Thread: Possible infinite loop on buildfarm animals
Between approximately 11:05 UTC and 13:25 UTC today (15 Mar 2024), the Postgres git repo contained a buggy test recipe that caused an infinite loop that will eventually exhaust disk space. If you have any animals that might have launched a test run on HEAD in that interval, you might want to check up on them. A manual kill of the process that's consuming 100% CPU should be enough to get out of it. Another idea to consider is to set the wait_timeout parameter in your animals' configuration files, to put an upper bound on the total elapsed time for a run. By default that's infinite, since it's really hard to select a one-size-fits-all value ... but it's a good backstop if you don't mind picking machine-specific limits. regards, tom lane
On Fri, Mar 15, 2024 at 02:42:14PM -0400, Tom Lane wrote: > Another idea to consider is to set the wait_timeout parameter > in your animals' configuration files, to put an upper bound > on the total elapsed time for a run. By default that's > infinite, since it's really hard to select a one-size-fits-all > value ... but it's a good backstop if you don't mind picking > machine-specific limits. Other than CLOBBER_CACHE animals, the server rejects results older than 24h: https://github.com/PGBuildFarm/server-code/blob/8572ac7/cgi-bin/pgstatus.pl#L273 The same 24h should probably be the default wait_timeout. One might use a longer timeout if wanting to attach a debugger to a process of a stuck run.

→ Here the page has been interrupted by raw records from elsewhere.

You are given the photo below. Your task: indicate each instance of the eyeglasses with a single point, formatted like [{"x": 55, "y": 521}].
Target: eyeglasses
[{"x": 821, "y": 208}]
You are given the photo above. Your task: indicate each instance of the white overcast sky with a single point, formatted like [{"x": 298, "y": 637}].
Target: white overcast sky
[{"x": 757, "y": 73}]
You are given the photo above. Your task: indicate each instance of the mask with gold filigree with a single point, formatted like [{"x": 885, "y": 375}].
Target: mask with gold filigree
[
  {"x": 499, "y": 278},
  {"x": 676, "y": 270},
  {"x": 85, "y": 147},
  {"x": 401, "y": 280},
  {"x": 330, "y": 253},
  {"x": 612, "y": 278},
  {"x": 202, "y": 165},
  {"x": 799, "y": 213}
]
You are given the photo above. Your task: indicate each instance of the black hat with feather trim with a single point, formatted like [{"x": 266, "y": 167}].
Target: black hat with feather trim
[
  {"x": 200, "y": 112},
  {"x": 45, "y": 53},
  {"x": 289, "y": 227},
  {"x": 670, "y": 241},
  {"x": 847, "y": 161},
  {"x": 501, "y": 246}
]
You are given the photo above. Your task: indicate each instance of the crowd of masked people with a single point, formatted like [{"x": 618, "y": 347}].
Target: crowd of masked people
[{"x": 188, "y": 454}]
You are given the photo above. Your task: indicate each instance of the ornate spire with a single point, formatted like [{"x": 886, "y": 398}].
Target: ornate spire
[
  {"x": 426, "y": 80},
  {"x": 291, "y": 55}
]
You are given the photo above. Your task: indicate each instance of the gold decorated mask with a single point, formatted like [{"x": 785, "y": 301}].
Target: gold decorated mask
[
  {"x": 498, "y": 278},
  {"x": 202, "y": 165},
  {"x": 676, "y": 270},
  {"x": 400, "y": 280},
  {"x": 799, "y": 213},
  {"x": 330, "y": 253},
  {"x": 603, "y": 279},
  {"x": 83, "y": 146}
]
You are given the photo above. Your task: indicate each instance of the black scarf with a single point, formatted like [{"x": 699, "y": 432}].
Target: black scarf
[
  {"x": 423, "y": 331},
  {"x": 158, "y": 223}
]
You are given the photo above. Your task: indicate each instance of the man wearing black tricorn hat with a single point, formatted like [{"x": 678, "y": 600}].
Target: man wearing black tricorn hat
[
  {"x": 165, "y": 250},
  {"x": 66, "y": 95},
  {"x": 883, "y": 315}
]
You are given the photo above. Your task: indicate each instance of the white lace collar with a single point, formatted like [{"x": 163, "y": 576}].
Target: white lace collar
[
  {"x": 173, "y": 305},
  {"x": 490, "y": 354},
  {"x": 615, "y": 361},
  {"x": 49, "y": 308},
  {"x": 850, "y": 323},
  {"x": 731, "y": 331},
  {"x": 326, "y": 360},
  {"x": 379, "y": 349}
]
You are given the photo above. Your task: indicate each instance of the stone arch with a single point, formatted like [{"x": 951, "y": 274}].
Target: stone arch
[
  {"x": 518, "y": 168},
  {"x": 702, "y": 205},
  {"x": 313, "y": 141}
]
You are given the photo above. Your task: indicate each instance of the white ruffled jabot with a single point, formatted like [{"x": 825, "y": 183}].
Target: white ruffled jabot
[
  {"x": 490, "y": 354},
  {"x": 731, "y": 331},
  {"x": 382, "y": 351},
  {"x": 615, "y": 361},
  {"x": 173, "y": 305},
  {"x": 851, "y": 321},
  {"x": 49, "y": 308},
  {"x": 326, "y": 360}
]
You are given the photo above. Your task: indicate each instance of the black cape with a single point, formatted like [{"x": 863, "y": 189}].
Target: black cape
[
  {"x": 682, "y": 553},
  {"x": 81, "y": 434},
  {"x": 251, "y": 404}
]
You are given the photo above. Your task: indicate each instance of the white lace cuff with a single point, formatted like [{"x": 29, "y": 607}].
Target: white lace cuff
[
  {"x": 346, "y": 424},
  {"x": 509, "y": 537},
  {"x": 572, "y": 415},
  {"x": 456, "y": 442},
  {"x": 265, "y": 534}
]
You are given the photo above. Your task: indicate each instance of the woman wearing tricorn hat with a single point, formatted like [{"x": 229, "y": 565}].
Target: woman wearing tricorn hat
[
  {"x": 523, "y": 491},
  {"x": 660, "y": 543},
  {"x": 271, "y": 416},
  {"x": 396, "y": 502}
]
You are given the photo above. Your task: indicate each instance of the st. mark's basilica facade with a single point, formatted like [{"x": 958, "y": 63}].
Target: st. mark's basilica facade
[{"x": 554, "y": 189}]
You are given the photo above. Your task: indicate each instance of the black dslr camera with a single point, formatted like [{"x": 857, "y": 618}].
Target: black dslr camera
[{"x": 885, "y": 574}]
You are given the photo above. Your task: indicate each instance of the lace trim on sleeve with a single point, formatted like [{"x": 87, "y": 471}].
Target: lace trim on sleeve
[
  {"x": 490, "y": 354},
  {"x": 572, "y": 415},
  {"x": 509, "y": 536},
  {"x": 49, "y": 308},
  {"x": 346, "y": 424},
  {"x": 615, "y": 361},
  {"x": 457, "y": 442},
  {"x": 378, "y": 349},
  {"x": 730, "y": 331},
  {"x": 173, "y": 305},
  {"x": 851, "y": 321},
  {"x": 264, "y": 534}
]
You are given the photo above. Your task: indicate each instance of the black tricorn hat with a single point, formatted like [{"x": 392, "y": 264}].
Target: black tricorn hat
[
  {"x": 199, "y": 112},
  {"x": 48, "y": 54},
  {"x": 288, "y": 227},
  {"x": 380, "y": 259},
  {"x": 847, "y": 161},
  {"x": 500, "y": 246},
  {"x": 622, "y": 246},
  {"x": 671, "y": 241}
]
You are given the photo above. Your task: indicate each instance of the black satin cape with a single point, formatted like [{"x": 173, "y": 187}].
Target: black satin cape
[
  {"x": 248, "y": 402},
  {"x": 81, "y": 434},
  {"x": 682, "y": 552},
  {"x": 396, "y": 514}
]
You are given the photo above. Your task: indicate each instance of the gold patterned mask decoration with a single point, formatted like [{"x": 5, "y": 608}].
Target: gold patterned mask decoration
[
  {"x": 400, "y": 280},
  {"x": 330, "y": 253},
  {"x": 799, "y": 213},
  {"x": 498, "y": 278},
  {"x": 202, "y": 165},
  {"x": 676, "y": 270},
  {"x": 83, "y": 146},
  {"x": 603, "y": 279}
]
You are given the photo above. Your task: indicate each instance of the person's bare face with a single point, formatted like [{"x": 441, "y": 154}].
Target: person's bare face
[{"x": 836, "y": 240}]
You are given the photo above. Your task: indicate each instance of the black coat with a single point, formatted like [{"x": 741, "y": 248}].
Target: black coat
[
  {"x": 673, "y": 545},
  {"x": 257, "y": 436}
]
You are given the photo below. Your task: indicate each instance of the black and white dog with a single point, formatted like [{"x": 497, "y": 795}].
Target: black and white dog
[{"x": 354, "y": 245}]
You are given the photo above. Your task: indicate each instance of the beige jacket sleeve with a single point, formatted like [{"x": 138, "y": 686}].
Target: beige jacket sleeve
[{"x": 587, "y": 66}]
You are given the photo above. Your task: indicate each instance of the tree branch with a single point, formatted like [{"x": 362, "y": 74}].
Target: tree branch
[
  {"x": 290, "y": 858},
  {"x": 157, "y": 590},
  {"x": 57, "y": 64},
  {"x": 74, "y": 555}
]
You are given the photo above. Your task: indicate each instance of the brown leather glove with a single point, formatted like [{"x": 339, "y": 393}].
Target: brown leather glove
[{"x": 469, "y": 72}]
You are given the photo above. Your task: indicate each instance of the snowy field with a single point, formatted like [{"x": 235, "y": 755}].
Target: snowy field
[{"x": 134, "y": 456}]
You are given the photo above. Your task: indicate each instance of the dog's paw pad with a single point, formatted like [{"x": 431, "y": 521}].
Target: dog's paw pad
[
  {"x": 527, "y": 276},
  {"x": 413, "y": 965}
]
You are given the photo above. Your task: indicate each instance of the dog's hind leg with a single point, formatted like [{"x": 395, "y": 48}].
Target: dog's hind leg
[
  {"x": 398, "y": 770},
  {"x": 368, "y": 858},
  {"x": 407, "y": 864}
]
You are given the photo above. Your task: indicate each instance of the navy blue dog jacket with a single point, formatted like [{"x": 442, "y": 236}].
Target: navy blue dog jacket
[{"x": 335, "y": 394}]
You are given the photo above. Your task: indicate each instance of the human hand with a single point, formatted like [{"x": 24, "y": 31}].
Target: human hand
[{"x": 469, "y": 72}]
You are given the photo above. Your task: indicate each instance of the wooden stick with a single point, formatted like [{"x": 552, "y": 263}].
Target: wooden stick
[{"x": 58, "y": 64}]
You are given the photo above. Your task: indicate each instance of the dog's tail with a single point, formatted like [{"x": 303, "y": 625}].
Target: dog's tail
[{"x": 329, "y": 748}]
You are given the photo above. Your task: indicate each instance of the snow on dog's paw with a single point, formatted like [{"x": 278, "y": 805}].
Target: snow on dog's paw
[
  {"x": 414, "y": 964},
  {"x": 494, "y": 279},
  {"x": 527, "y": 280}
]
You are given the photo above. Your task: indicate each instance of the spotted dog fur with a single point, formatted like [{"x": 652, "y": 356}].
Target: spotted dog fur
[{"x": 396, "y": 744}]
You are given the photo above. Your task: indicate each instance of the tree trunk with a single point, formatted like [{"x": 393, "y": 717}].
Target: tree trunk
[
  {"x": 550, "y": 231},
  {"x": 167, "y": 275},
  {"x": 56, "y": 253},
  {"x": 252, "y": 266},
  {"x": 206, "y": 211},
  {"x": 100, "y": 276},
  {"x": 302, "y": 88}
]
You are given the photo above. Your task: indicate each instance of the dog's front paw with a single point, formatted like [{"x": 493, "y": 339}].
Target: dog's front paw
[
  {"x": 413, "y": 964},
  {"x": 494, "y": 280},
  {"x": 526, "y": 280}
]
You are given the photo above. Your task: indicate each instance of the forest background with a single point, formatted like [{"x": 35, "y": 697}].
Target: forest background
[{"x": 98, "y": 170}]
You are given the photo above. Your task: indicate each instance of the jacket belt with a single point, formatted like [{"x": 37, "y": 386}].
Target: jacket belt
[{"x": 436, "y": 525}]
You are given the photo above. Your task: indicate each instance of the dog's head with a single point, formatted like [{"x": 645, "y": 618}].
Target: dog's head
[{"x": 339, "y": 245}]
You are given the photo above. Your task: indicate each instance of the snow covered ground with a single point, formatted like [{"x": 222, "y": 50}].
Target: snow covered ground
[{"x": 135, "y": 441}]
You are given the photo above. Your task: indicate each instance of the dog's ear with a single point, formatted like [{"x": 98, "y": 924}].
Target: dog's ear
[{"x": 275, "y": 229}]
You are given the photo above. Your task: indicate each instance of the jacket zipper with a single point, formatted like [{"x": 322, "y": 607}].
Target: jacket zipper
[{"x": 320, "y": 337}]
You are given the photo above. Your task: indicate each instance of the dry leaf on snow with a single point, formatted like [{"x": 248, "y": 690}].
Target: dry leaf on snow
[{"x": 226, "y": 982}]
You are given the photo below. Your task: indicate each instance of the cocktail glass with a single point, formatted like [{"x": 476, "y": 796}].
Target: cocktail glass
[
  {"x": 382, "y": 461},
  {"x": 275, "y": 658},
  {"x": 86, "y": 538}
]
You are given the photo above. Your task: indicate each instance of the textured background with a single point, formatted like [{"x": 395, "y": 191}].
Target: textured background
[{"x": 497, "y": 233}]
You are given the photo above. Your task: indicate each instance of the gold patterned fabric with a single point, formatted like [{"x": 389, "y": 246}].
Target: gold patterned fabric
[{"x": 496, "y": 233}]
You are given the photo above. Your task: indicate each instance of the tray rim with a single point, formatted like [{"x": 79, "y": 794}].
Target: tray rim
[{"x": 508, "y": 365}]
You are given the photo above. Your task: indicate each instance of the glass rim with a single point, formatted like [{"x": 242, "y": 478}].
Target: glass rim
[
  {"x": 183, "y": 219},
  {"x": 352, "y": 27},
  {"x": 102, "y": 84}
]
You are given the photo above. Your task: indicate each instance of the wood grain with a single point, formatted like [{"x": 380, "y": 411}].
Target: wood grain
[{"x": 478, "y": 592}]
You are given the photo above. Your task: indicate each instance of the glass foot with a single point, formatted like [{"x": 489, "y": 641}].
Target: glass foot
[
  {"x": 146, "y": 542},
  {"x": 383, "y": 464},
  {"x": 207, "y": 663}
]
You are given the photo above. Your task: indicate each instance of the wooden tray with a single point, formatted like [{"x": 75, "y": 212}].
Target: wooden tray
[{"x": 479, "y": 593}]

If one just wants an intervention-free buildfarm animal, 24h is good.
On 2024-Mar-17, Noah Misch wrote: > Other than CLOBBER_CACHE animals, the server rejects results older than 24h: > https://github.com/PGBuildFarm/server-code/blob/8572ac7/cgi-bin/pgstatus.pl#L273 > The same 24h should probably be the default wait_timeout. One might use a > longer timeout if wanting to attach a debugger to a process of a stuck run. > If one just wants an intervention-free buildfarm animal, 24h is good. Maybe that should be the default value embedded in the buildfarm client script, which can be overridden for specific purposes such as CLOBBER_CACHE animals? -- Álvaro Herrera PostgreSQL Developer — https://www.EnterpriseDB.com/ "No hay hombre que no aspire a la plenitud, es decir, la suma de experiencias de que un hombre es capaz"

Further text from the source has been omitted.